What’s particularly unconscionable about the whole debacle is that there was no opportunity for the RMU hockey community to fundraise to save the programs. There’s no guarantee that would’ve worked to leadership’s satisfaction, but it seems on the outside like Howard, King and Co. didn’t care if their hockey teams went away.

Hockey was an asset to RMU, not a burden. It’s shortsighted to look at it any other way.

I just hope that, if some grassroots groundswell convinces RMU to rethink its rash decision, that all the people speaking up now actually support the programs tangibly in the future.

Another part of my frustration while working with the hockey teams was not getting enough support from the region’s sports community. Sure, they’d throw us a retweet or speak admirably about the programs, but attendance both at the Island and for the Three Rivers Classic consistently disappointed.

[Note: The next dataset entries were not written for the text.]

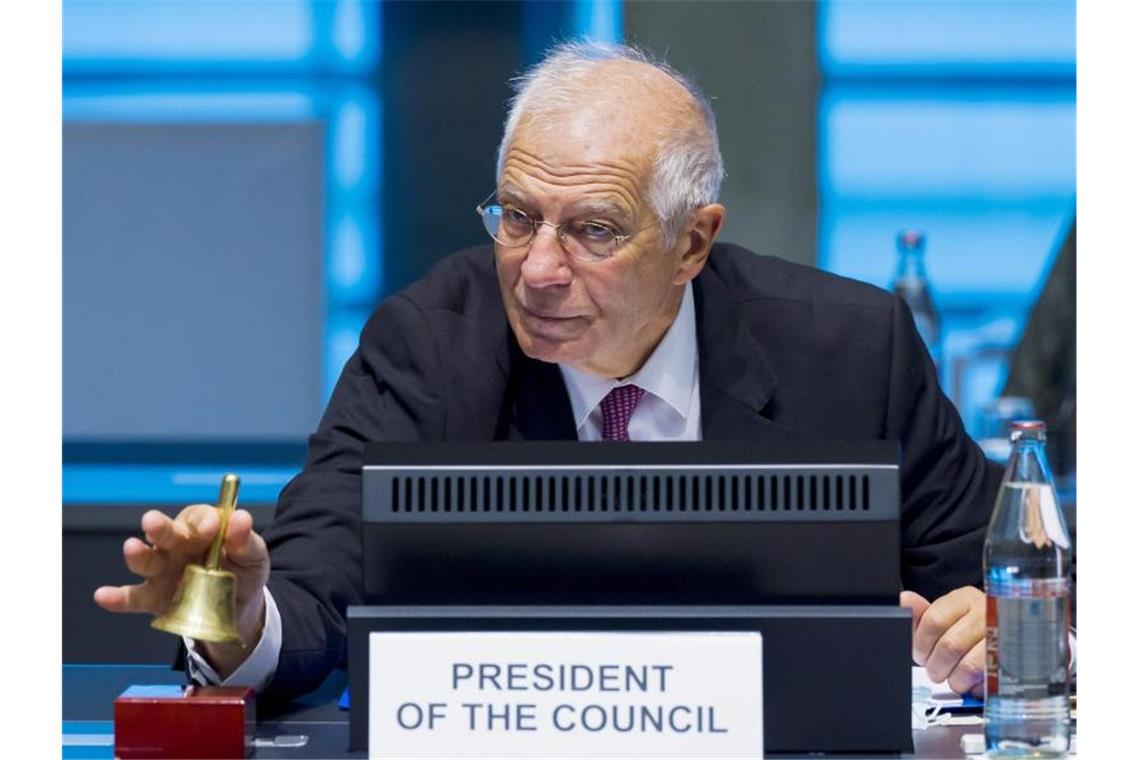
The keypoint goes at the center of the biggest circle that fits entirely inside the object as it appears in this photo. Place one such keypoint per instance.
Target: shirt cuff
(259, 667)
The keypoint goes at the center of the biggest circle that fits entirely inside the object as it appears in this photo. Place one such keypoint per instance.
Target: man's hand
(950, 637)
(170, 546)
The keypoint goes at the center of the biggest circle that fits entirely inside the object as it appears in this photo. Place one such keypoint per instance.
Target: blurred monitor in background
(1043, 365)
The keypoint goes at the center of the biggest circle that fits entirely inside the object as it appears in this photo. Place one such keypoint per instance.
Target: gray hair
(687, 169)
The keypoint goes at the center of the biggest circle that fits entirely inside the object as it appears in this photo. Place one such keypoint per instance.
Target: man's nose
(546, 264)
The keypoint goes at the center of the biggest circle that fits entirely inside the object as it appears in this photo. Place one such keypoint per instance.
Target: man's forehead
(587, 139)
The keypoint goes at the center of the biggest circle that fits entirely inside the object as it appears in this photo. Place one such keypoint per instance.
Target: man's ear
(697, 240)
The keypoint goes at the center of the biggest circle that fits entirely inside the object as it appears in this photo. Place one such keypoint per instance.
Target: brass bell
(205, 602)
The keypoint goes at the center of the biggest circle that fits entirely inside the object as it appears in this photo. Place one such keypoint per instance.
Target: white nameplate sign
(566, 695)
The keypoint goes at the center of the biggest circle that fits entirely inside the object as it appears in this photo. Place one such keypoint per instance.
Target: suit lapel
(737, 382)
(537, 406)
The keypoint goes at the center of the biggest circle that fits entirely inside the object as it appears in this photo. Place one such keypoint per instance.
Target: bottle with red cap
(1027, 561)
(913, 287)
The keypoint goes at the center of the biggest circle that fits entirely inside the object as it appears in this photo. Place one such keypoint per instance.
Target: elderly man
(603, 310)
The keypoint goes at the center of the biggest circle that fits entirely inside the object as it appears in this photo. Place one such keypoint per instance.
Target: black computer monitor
(571, 523)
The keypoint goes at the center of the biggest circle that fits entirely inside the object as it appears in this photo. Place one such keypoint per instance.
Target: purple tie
(617, 408)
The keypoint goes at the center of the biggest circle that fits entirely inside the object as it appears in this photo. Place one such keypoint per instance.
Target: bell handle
(227, 499)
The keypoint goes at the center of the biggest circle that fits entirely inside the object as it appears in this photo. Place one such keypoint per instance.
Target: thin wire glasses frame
(584, 239)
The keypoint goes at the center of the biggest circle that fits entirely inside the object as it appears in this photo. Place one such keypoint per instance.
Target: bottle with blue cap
(1027, 561)
(913, 287)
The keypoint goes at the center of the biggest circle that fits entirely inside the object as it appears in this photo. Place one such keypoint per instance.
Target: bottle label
(1027, 651)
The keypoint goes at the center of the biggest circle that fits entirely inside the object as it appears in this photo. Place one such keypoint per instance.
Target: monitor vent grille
(474, 493)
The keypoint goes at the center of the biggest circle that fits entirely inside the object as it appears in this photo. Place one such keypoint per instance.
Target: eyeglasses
(589, 240)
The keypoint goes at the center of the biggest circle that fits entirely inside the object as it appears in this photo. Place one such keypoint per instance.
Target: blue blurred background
(243, 181)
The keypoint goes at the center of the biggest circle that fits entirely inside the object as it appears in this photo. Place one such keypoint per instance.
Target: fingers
(941, 617)
(128, 598)
(918, 605)
(143, 560)
(188, 533)
(951, 654)
(970, 670)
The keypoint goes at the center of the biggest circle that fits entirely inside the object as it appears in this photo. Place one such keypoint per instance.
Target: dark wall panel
(758, 62)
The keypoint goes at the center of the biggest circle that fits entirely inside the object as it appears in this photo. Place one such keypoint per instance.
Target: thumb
(918, 606)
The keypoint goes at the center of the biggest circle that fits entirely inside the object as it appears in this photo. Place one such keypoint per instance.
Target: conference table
(311, 727)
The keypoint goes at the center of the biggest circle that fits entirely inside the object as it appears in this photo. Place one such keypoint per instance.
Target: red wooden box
(201, 721)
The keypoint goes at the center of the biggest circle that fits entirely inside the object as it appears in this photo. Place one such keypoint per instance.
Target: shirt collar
(668, 373)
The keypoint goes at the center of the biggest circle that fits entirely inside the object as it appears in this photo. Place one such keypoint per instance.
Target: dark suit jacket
(782, 348)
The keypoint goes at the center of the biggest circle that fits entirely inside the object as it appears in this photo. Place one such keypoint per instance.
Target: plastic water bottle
(1027, 562)
(911, 285)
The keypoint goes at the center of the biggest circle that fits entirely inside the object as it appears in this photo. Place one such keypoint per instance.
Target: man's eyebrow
(601, 207)
(511, 193)
(587, 206)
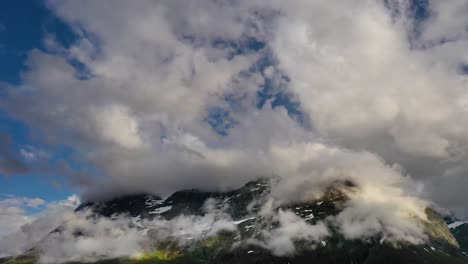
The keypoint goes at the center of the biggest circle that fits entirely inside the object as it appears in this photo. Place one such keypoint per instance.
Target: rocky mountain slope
(243, 208)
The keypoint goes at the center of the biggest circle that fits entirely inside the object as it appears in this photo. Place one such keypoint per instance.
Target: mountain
(243, 207)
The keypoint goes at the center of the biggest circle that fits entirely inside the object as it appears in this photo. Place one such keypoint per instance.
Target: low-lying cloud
(192, 95)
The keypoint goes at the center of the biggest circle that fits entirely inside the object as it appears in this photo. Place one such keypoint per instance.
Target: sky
(107, 98)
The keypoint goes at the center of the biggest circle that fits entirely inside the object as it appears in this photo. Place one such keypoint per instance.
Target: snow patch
(161, 210)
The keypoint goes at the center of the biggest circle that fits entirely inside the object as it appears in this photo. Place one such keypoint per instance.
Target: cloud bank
(213, 94)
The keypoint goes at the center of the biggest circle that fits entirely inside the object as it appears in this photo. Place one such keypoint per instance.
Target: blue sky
(23, 23)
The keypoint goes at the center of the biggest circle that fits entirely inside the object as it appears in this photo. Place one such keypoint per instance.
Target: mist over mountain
(366, 98)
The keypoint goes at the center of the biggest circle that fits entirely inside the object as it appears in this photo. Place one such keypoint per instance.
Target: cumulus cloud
(378, 96)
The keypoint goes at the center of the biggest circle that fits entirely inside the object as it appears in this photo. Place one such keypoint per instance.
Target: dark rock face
(441, 248)
(243, 206)
(461, 235)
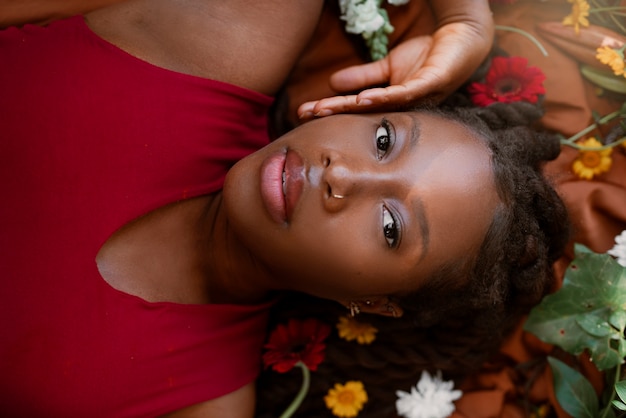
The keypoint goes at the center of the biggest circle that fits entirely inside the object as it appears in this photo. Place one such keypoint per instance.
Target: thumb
(358, 77)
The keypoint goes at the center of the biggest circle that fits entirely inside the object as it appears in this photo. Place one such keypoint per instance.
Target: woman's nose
(346, 181)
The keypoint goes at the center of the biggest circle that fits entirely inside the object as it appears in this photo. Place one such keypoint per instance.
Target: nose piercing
(354, 309)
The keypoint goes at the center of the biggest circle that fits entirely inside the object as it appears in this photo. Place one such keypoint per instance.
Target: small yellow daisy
(578, 17)
(591, 163)
(346, 400)
(613, 58)
(350, 329)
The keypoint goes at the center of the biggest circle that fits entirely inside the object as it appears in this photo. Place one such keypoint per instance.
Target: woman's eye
(383, 139)
(390, 228)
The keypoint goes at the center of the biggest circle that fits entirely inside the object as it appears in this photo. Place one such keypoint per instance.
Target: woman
(133, 285)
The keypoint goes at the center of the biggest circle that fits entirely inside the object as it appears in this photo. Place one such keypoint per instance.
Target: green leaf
(620, 389)
(619, 405)
(618, 320)
(573, 391)
(587, 313)
(605, 79)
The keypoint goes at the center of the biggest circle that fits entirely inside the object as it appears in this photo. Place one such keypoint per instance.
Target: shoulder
(237, 404)
(250, 44)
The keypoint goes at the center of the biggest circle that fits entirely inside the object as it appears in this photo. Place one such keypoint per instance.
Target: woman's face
(355, 206)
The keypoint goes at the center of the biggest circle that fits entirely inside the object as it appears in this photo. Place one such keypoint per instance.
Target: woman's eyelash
(391, 228)
(383, 139)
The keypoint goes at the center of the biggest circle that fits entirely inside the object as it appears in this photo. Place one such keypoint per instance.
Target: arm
(250, 44)
(420, 68)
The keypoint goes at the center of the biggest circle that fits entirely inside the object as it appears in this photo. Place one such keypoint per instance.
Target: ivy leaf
(573, 391)
(588, 312)
(620, 388)
(619, 405)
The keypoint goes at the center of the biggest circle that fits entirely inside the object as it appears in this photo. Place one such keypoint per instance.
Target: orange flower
(346, 400)
(592, 163)
(614, 58)
(578, 17)
(350, 329)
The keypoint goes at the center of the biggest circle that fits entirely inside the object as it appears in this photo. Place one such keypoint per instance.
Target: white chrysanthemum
(619, 250)
(362, 17)
(430, 398)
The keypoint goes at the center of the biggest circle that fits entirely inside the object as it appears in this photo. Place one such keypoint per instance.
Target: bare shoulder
(237, 404)
(251, 44)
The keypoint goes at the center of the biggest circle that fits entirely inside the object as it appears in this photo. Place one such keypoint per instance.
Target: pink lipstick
(272, 186)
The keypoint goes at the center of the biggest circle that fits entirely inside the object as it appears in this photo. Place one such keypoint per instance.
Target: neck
(233, 274)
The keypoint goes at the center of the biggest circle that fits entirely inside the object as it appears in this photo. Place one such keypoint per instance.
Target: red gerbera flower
(508, 80)
(299, 340)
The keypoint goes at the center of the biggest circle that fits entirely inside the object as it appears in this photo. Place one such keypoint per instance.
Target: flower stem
(618, 372)
(572, 139)
(295, 404)
(526, 34)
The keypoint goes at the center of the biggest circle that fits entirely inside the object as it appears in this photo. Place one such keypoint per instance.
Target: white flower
(619, 250)
(361, 16)
(430, 398)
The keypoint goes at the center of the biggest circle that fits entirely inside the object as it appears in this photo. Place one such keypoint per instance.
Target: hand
(423, 68)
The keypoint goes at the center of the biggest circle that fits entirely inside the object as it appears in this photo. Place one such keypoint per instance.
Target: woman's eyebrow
(418, 206)
(420, 214)
(414, 135)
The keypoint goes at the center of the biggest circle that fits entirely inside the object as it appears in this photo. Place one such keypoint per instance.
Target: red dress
(90, 139)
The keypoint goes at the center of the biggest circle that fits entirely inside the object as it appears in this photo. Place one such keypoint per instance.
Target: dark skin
(187, 252)
(179, 235)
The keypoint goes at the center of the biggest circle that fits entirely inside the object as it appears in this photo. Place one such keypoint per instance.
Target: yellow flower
(350, 329)
(611, 57)
(578, 17)
(346, 400)
(591, 163)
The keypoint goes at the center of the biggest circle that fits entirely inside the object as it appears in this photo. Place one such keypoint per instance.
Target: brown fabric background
(598, 207)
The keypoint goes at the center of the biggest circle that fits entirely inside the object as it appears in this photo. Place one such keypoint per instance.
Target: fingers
(358, 77)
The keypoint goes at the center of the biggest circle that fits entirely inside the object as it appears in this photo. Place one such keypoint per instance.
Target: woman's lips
(282, 180)
(294, 181)
(272, 186)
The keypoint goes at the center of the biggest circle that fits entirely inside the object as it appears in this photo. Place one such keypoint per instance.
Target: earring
(354, 309)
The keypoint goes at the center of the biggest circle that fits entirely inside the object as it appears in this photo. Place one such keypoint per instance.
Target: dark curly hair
(446, 326)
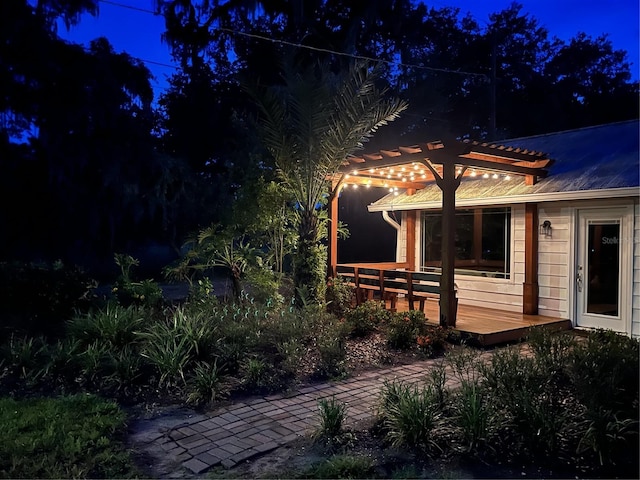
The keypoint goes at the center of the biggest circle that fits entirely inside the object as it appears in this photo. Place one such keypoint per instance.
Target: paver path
(258, 425)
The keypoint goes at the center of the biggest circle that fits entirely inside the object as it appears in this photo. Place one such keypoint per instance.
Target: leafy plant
(332, 416)
(207, 383)
(26, 356)
(146, 292)
(114, 324)
(404, 328)
(339, 296)
(409, 415)
(168, 349)
(342, 466)
(366, 317)
(67, 437)
(431, 340)
(256, 376)
(473, 414)
(330, 342)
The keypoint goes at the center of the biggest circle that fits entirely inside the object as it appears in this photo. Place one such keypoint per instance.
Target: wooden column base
(530, 298)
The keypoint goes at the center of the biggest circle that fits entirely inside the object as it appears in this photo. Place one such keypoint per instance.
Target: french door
(603, 268)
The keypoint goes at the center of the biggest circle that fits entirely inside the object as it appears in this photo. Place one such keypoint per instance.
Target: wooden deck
(486, 327)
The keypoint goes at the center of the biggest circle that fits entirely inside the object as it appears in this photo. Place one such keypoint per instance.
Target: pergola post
(448, 301)
(410, 244)
(332, 247)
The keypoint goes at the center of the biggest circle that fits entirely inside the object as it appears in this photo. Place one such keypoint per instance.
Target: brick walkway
(247, 429)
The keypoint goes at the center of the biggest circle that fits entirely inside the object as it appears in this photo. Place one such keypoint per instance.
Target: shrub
(604, 370)
(403, 329)
(129, 292)
(342, 466)
(168, 350)
(257, 376)
(207, 384)
(332, 416)
(36, 298)
(331, 345)
(409, 415)
(473, 415)
(431, 340)
(339, 296)
(366, 317)
(113, 324)
(68, 437)
(25, 357)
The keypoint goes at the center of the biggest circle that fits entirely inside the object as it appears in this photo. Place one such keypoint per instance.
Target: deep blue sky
(138, 33)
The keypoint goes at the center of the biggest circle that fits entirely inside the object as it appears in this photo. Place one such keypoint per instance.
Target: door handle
(579, 279)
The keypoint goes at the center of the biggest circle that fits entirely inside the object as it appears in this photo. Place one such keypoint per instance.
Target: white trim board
(514, 199)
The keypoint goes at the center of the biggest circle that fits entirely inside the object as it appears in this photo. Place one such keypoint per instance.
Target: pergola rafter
(445, 162)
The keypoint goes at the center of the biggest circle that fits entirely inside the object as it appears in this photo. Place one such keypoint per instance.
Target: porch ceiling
(415, 166)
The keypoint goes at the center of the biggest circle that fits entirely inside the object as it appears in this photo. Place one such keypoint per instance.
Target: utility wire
(308, 47)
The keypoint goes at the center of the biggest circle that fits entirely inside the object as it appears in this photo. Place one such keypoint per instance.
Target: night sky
(138, 32)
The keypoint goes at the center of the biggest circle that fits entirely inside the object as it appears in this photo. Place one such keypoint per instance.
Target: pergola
(446, 163)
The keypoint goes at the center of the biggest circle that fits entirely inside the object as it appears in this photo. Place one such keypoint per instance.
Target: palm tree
(310, 124)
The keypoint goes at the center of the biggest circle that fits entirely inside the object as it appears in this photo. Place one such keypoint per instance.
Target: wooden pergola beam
(453, 158)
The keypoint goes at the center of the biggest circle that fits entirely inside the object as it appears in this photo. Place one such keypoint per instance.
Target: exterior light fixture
(545, 228)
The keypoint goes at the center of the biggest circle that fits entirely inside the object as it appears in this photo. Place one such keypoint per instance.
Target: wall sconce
(545, 228)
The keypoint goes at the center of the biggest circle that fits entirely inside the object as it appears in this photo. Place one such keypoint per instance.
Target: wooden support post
(448, 301)
(411, 239)
(332, 254)
(530, 289)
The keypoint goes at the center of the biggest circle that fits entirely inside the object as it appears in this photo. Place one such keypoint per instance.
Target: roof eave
(514, 199)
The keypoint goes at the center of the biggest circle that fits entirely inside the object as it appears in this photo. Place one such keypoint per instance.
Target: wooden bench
(390, 283)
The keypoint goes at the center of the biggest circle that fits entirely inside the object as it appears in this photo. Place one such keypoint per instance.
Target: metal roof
(594, 159)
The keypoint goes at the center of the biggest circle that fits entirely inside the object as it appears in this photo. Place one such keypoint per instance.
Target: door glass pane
(603, 269)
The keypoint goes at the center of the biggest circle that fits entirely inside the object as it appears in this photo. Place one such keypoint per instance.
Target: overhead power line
(307, 47)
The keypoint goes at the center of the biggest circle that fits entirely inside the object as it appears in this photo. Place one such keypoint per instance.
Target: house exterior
(579, 227)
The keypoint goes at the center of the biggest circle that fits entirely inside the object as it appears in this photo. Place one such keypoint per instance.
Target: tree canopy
(90, 164)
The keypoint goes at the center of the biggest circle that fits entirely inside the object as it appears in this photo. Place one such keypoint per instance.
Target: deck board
(487, 326)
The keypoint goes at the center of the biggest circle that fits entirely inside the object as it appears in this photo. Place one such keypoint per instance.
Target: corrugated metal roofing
(593, 158)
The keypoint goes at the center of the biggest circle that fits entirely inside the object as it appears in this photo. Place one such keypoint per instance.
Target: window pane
(482, 243)
(464, 235)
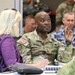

This goes, too, for all the media voices that came out of the woodwork Wednesday. Maybe cover the teams once in a while when they’re still around, instead of making a show of how upset you are after the programs are disbanded. I think many in the media took the teams for granted, knowing they’d be there to fill the content gap when other local newsmakers were quiet or dormant.

Just so you know, I count myself among those who have to wear this one. I never felt like any media initiatives I tried truly broke through the noise around here. Maybe it’s a failure of creativity or persistence, but it’s something I lament still.

In that way, I suppose we all failed the RMU hockey teams, but no one failed them more than the folks on University Boulevard.

That’s what stings the most. The biggest enemy was inside the gates.